Le fiamme del Braciere si sollevarono alte, la voce calma e musicale del Sommo Althair risuonò nel silenzio del Tempio.

"Mia Signora, il mio cammino è ora nelle Vostre mani".

La realtà di quel che avevo davanti mi si rivelò nella sua spietata crudezza. Ancora una volta ero muto testimone di un addio, scossi il capo cercando di svegliarmi. Doveva essere un sogno, un maledetto sogno, non poteva essere vero.

Nuovamente il riecheggiare delle parole di Althair mi riportò con l’attenzione su quello che, evidentemente, non era un sogno.

"Non conosco la mia via. Non so dove mi porterà, ma se Voi mi guiderete, io la affronterò ancora una volta pronto a servirVi".

Stentavo a capire il senso vero di quelle parole, avevo assistito a tante vicende, ma poche mi avevano toccato direttamente in quel modo.

Come un rapido susseguirsi d’immagini rividi il mio arrivo nel Granducato, Nagual che mi accoglieva tra i Saggi, l’allora Austero Depositario Althair che seguiva il mio apprendistato ed il mio percorso. Quel rapporto fatto di pochi saluti e tanti silenzi, quasi come se ci si capisse da sempre. Althair che diveniva, a dispetto di tutto e di tutti, Sommo Detentore, ed io ancora lì, al suo fianco, cercando nuovi stimoli nel lavoro comune.
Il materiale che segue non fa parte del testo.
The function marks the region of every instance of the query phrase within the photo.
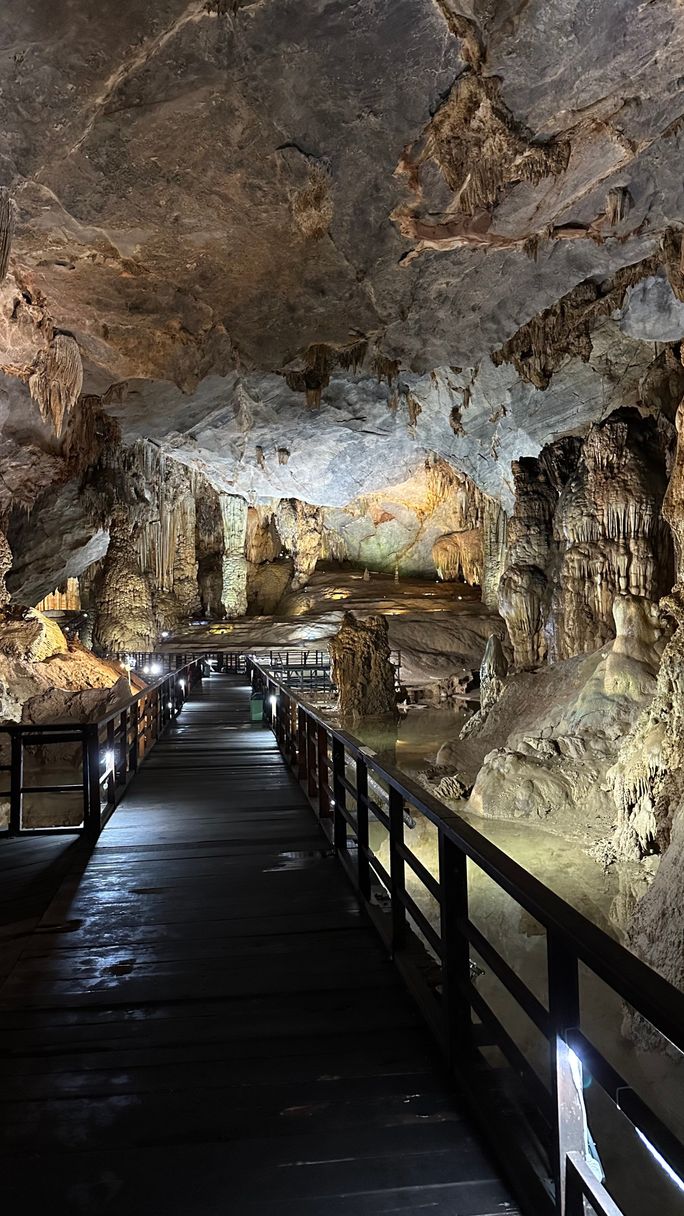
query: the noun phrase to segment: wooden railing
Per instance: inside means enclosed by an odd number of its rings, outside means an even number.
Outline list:
[[[634,1159],[641,1154],[640,1170],[652,1168],[654,1179],[671,1185],[674,1195],[678,1185],[684,1191],[684,1150],[677,1134],[643,1092],[620,1075],[585,1025],[587,1006],[605,985],[619,998],[611,1047],[620,1045],[625,1002],[632,1016],[660,1037],[664,1049],[682,1052],[684,993],[408,776],[334,728],[264,666],[250,661],[249,668],[283,756],[490,1138],[523,1210],[534,1216],[646,1216],[643,1205],[620,1208],[605,1180],[597,1177],[582,1088],[589,1077],[620,1123],[621,1166],[635,1168]],[[407,822],[420,816],[437,833],[436,872],[411,848]],[[384,838],[381,846],[378,836]],[[525,909],[545,935],[545,1000],[471,918],[473,869]],[[430,899],[436,916],[424,911]],[[508,1006],[490,1002],[480,991],[477,964],[496,977],[509,1005],[511,998],[515,1003],[513,1032],[510,1017],[504,1016]],[[522,1022],[531,1024],[545,1043],[549,1081],[535,1052],[520,1045],[525,1036],[516,1032]],[[505,1061],[503,1070],[493,1066],[492,1053]],[[620,1056],[619,1050],[610,1054]],[[615,1177],[614,1163],[612,1168]],[[684,1194],[680,1198],[684,1210]]]
[[[9,801],[5,834],[78,833],[95,839],[150,748],[180,713],[191,689],[201,679],[202,668],[201,657],[191,658],[98,722],[0,726],[0,742],[4,742],[9,753],[6,763],[0,765],[0,772],[9,776],[8,788],[0,791],[0,798]],[[61,766],[59,757],[50,750],[55,747],[67,749]],[[47,749],[40,762],[35,748]],[[74,779],[42,783],[43,772],[59,771],[60,767],[66,768]],[[27,779],[27,773],[31,779]],[[26,798],[54,806],[52,824],[28,825]],[[76,815],[73,805],[64,809],[67,799],[72,804],[77,800],[80,815]],[[44,806],[40,816],[49,818]],[[58,826],[60,820],[74,817],[77,823]]]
L’apprensione durante le sue ricerche, lo scoprire di essermi affezionato a quell’Umano così semplicemente fuori dal comune … quanto tempo passato insieme.

La sua voce allontanò i ricordi, il presente tornò feroce.

Vidi Althair slacciarsi il mantello grigio bordato di bianco, lo vidi piegarlo con cura e riporlo ai piedi dell’altare, mentre diceva rivolto alla Dea: "Mia Signora, presto qualcuno verrà a prenderlo ed a rivendicarne il possesso".

Mi tornarono in mente alcune parole che egli era solito ripetere: "Nulla è eterno". Era questo che mi teneva allora fermo nel mio angolo buio a guardare soltanto, senza cercare di far nulla, senza provare nemmeno a palesarmi, cercando magari di farlo tornare indietro sulla sua decisione.

Conoscevo quell’uomo, il rispetto profondo che avevo per lui mi spingeva a non interferire in alcun modo sulla sua scelta, ma al tempo stesso mi teneva attanagliato lì ad osservare in silenzio.

Althair si voltò percorrendo la navata verso l’uscita, quasi estraniato da quello che lo attorniava. Vicino l’uscita si fermò, inginocchiandosi ancora alla Dea, poi scomparve alla mia vista allontanandosi dal Tempio.

Quello che seguii dopo l’uscita di Althair dal Tempio resta per me come qualcosa d’indistinto.

Ricordo che il Senatore Glaudius, vecchio amico di Althair, ritrovò il mantello ai piedi dell’altare. Non mi mossi dall’ombra che mi nascondeva alla vista dei presenti, con gli occhi lucidi stavo ancora cercando di metabolizzare quello cui avevo assistito.

Ricordo il sopraggiungere del Depositario Shanty e del Consigliere MonicaP, il loro parlottare apprensivo con Glaudius, al riconoscimento del mantello di Althair. Avrei voluto svelare la mia presenza, rivelando quello cui avevo assistito, ma non lo feci. Aspettai che si allontanassero e mi defilai silenzioso.

Uscendo dal Tempio una folata di vento mi sferzò il viso. Non faceva freddo, anche se il cielo si era nel frattempo annuvolato… mi accorsi all’improvviso di sentire freddo. Non ero triste… avevo solo freddo, tanto freddo.